Le thème choisi cette année pour la Journée mondiale de l’Alimentation : « La sécurité alimentaire mondiale : les défis du changement climatique et des bioénergies » permet de réfléchir sur ce qui est réalisé dans la lutte contre la faim et sur les obstacles à l’action de l’Organisation des Nations Unies pour l’Alimentation et l’Agriculture (FAO) face aux nouveaux défis qui menacent la vie de la famille humaine.

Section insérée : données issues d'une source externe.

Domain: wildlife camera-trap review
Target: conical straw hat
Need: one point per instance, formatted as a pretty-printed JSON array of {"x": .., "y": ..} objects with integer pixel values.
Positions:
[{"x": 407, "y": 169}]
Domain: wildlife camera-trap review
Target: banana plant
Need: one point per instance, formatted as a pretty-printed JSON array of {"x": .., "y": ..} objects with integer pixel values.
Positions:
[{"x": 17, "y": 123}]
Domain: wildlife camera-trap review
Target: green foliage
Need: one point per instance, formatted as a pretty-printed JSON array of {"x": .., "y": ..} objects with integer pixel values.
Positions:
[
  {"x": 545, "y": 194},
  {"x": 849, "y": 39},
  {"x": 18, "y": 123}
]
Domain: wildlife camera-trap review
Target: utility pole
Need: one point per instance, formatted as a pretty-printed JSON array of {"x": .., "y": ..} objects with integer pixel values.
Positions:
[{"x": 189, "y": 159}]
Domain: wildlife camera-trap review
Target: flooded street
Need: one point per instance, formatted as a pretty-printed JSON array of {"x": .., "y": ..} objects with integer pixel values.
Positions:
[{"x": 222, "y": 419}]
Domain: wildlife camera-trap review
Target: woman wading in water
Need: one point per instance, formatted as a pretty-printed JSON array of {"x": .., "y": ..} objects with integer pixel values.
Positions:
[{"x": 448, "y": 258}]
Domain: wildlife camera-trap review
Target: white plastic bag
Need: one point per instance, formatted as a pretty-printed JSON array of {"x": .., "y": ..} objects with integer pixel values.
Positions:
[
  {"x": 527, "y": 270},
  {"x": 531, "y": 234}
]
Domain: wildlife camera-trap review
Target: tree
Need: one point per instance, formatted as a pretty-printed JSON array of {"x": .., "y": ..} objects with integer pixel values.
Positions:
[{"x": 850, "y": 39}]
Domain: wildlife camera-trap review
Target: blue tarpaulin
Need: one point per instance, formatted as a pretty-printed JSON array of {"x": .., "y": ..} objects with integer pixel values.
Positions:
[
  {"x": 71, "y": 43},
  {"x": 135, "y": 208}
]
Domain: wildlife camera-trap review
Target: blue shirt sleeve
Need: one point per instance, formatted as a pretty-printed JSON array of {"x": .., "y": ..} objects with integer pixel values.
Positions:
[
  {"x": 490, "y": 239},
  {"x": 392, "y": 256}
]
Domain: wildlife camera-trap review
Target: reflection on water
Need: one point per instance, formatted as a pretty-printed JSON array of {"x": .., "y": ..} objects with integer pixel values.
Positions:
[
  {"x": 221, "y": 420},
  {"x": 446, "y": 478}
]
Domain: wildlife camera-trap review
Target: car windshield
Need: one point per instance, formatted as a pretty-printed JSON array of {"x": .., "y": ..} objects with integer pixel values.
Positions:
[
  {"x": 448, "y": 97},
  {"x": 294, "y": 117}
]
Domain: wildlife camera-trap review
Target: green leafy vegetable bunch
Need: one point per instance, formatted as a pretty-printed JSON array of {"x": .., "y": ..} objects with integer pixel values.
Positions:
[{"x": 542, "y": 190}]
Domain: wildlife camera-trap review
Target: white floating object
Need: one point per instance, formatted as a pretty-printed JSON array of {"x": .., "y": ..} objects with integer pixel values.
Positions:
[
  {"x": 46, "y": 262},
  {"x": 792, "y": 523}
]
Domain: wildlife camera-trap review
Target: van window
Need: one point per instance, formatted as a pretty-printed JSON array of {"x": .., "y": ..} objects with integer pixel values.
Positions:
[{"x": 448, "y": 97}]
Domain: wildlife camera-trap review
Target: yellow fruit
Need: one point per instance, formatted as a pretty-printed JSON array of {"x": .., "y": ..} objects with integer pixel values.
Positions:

Cette Journée se célèbre à un moment particulièrement difficile pour la situation nutritionnelle mondiale, alors que la disponibilité d’aliments semble insuffisante par rapport à la consommation et que les conditions climatiques contribuent à mettre en péril la survivance de millions d’hommes, de femmes et d’enfants, contraints à abandonner leur terre pour rechercher de quoi se nourrir. Ces circonstances impliquent qu’avec la FAO tous puissent répondre en termes de solidarité, par des actions libres de tout conditionnement et réellement au service du bien commun.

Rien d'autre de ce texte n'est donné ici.